What should I do to get the later two clusters T^T??


Solution

  • As described in the documentation, linkage gives you the distance between clusters, which is the same as the cophenetic distance between elements in those clusters. As described in other documentation, fcluster will give you flat clusters, and if you specify 'distance' as the criterion, will cut the dendrogram according to the cophenetic distance.

    So you can get what you want by using fcluster to threshold the clusters at your chosen distance. However, a slight wrinkle is that fcluster treats the threshold as the highest distance to lump, not the lowest distance to split, so if you use 5 as the threshold it will join the two clusters you're referring to and give you only three clusters. You'll have to choose a threshold slightly less than 5 to get what you want. For instance:

    from scipy.cluster import hierarchy as clust
    >>> clust.fcluster(Z, 4.99999, criterion='distance')
    array([2, 2, 2, 2, 2, 3, 3, 3, 3, 3, 4, 4, 4, 4, 4, 1, 1, 1, 1, 1])
    

    This is telling you which cluster each item is in.
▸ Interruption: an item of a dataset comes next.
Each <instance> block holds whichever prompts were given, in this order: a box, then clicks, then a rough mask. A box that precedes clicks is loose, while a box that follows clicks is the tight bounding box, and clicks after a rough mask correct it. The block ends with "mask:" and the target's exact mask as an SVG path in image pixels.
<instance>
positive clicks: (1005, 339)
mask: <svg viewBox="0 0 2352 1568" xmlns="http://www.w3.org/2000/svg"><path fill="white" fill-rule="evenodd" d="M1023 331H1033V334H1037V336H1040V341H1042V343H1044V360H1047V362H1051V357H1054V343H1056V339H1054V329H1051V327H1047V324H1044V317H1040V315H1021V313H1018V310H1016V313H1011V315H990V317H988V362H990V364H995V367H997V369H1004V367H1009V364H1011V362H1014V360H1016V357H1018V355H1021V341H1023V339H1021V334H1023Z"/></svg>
To translate that back into lists of the indices in each cluster, you could use np.where:

    >>> clusters = clust.fcluster(Z, 4.99999, criterion='distance')
    >>> [np.where(clusters==k)[0].tolist() for k in np.unique(clusters)]
    [[15L, 16L, 17L, 18L, 19L],
     [0L, 1L, 2L, 3L, 4L],
     [5L, 6L, 7L, 8L, 9L],
     [10L, 11L, 12L, 13L, 14L]]
    

    In sum, the idea is to look at what you call the "distance limitation" and use fclust to get flat clusters with that distance (or rather, a slightly smaller distance) as the threshold. This will give you the cluster number of each index, and then you can use np.where to get a list for each cluster.